以往研究主要围绕亲社会行为内涵及其影响因素展开。研究发现,亲社会行为能够反映个体的自尊水平以及同伴关系,亲社会行为水平越高,个体的自尊水平也较高[3-5],同伴接纳水平以及同伴关系也更好[6]。反之,亲社会水平越高的个体,越有可能取得较高的学业水平[7],并有较强的主观幸福感[8,9]。其中,主观幸福感是影响个体亲社会行为的重要因素[10]。主观幸福感(Subjective Well-being)是个体对其生活事件在情绪方面做出的理解、认知方面进行的加工,以及伴随其做出的情感与认知性评价[11]。主观幸福感越高,个体越容易发生亲社会行为[12]。疫情期间,北京6000多名高校大学生报名参加无偿献血,河北师范大学教育学院学生为一线抗疫人员子女持续提供免费辅导,南京中医药大学12名学生制作2000枚中药香囊寄往武汉医院……。这些大学生是新时代大学生的缩影,彰显了我国青年后备军的力量。那么,当代大学生的亲社会行为及其主观幸福感如何?二者之间的关系如何?这是本研究关注的重点。
还有研究发现,社会支持与主观幸福感和亲社会行为都显著相关。社会支持(social support)通常指父母、亲戚与朋友等从精神或物质等方面给予个体的帮助,是来自家庭、朋友与组织等成员对个体的关心[13]。研究发现,社会支持与亲社会行为显著相关,得到的社会支持越多,个体越容易有亲社会倾向,亲社会行为也较多[14,15]。而且,社会支持还能预测大学生的亲社会行为[16,17],拥有的社会支持越多,大学生产生的亲社会行为也越多;而感觉孤立或社会支持较低的个体,亲社会行为表现也较低[18]。大学生获得的社会支持能够改变人际关系,从而获得更多的安全感、归属感、满足感和积极情绪,社会支持与生活满意度显著相关[19-21]。那么,社会支持是否会影响大学生亲社会行为与主观幸福感之间的关系?这是本研究关注的第二个问题。
综上,本研究拟选取在校大学生为研究对象,在考察大学生亲社会行为与主观幸福感现状的基础上,进一步考察社会支持在亲社会行为与主观幸福感之间的作用。研究结果将有助于了解大学生群体的亲社会行为与主观幸福感,并为提高大学生的亲社会行为和主观幸福感提供一定的理论依据。

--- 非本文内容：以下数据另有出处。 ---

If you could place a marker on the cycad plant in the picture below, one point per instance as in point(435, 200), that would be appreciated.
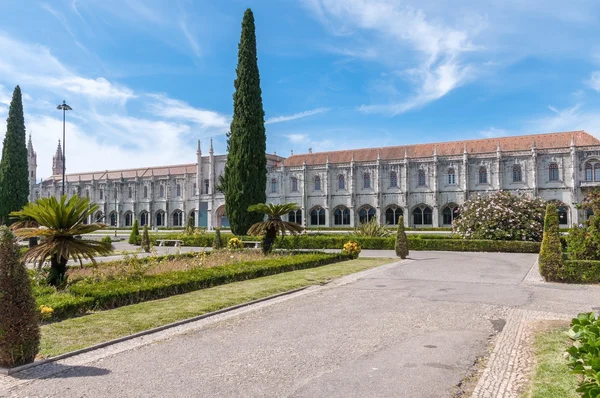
point(59, 223)
point(273, 224)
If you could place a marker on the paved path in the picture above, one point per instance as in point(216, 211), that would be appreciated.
point(411, 329)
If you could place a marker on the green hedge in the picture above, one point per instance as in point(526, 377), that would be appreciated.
point(578, 271)
point(84, 296)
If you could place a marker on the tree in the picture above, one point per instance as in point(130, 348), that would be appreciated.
point(134, 236)
point(61, 225)
point(245, 178)
point(550, 258)
point(145, 240)
point(273, 224)
point(14, 169)
point(217, 243)
point(401, 241)
point(19, 329)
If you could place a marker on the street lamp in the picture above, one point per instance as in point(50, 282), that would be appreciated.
point(64, 108)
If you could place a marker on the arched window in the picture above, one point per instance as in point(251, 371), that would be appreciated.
point(367, 181)
point(451, 176)
point(143, 218)
point(366, 214)
point(317, 216)
point(295, 216)
point(392, 214)
point(422, 215)
point(421, 178)
point(482, 175)
point(177, 218)
point(273, 185)
point(563, 215)
point(393, 179)
point(160, 219)
point(341, 216)
point(128, 219)
point(589, 172)
point(517, 173)
point(553, 172)
point(449, 214)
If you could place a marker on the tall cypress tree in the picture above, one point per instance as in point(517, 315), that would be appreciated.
point(14, 182)
point(245, 178)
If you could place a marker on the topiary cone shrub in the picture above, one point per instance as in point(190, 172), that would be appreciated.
point(217, 244)
point(145, 240)
point(134, 237)
point(550, 258)
point(19, 329)
point(401, 240)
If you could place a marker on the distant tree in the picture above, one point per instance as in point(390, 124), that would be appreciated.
point(401, 241)
point(19, 329)
point(14, 170)
point(245, 178)
point(134, 236)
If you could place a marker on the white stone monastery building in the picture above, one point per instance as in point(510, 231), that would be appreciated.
point(426, 183)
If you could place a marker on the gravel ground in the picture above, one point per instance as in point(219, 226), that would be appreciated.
point(413, 329)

随机选取259名上海市某高校大学生。因数据采集不符合要求,剔除9份问卷,共有250份有效数据。问卷有效率96.53%。其中,男生77名(30.80%),女生173名(69.20%);理工类101名(40.40%),文史类149名(59.60%)。调查前向被试说明调查内容及目的,所有被试自愿并匿名参加调查。结束后给予被试一定费用。
采用张庆鹏(2011)年修订的亲社会倾向量表(Prosocial Tendencies Measure),对大学生的亲社会行为水平进行评定[22]。量表包括利他性、遵规公益性、关系性和特质性四个维度,共有21个项目。量表采用5点计分,得分越高表明亲社会水平越高。本研究中该量表的内部一致性信度为0.88。
采用Campbell等人(1976)编制的幸福感指数量表(Index of Well-Being,Index of General Affect),对个体目前所体验到的幸福程度进行测量评定[23]。量表包括总体情感指数量表和生活满意度问卷两部分,采用7点计分,总分越高,表明主观幸福感水平越高。本研究中该量表的内部一致性信度系数为0.93。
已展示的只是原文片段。